I don't feel that I am being watched but isn't that the point? Or is it that we know we are being watched and therefore don't get up to anything we might be embarrassed about or might be punished for? That is what the telescreens in nineteen-eighty-four were for - they were on all the time and while you knew it was possible that you might not be being watched at any particular moment you could not take the chance. Anyway, our technology is far more advanced than that - the face-recognition systems will just be let loose on the exabytes of recorded data, picking out any undesirables and flagging them up on the teleprinter for follow-up during office hours. That would have stopped the 7/11 bombings wouldn't it? While those monitoring the input are not yet at the level of Malice that Big Brother exuded, we have walked dozily this far and it would be nothing for us to somnambulate into a full-on, 24/7, moral-judgement-by-rule society. Orwell's shock troops were never depicted as incompetent and of course in our real world they would be - the "you don't do anything wrong - you've got nothing to fear" argument is not just flawed - it is fractured - only useful for those with an idea of right and wrong which matches those who decide on the criteria. Without zero defects, in a population as large as ours, thousands of people are going to be picked out wrongly. It is identity theft condoned - indeed perpetrated - by government. The fact that I am talking about it as if it has already happened makes it worse. It's as if I have accepted that it has happened or is about to happen and that it is the norm - a sort of conceptual Newspeak where they make us forget what it was like not to be watched, educated us to be familiar and comfortable with being watched so we cannot even think about what it would be like not to be watched.

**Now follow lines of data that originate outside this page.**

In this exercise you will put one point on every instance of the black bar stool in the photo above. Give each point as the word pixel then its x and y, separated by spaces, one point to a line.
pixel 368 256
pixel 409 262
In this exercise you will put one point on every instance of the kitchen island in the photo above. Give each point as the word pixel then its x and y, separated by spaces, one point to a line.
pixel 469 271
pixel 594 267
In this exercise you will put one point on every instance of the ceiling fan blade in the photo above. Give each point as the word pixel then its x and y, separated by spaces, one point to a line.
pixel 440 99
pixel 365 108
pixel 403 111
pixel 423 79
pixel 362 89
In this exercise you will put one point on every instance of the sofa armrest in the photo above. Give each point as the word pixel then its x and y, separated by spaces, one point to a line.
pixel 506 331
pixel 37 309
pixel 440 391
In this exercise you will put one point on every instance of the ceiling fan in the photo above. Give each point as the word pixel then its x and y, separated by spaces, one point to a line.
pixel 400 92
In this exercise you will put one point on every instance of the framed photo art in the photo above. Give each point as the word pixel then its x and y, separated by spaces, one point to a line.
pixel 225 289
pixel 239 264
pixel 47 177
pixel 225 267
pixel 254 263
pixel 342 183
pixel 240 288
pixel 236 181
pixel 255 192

The trouble is how do we go back? The minute the first camera went up we were lost to it. We could not destroy the cameras because that would have been against the law even then. Had some shadowy anarchist group started a campaign of vandalism against the networks early on, their growth might have been stopped before the wider plan was realised. Now we would need more anarchists than are available to even make a dent on this. How far does the surveillance society have to go before we all take a stand against it? All we have at the moment is the rumbling of unease that retreats when the news story finishes and the next prole-numbing reality show starts. You may think I am over dramatising the whole thing and maybe I am - maybe those in control do have our best interests at heart but that goes against the fuzziness that is democracy. Our own ideas can never match exactly with those we vote into power. Politics these days seems to be a case of get as many votes as you need and then just wave, say "thanks for voting us in" and then get on with whatever you want. I am back to my standard idea that most people live in a fog of misunderstanding about the world, a sea of inaccurate science and lack of concrete views. Under the wire of this random gathering of dumb animals, the herdsmen send in their cameras and control until we can be shooed in whatever direction they want - 40 days detention - baaa - lock 'em up - that'll stop 'em. Teach everyone the same thing and they will mostly jump the same way - much easier for us.

I am afraid, as usual, that my mind on this has fractured into some undecipherable fugue state - wandering all over the place. Which means it is time to stop. In fact the time seems to have actually jumped which suggests I am using "fugue" in a sense closer to the real meaning than the incorrect and overdramatic one which I intended.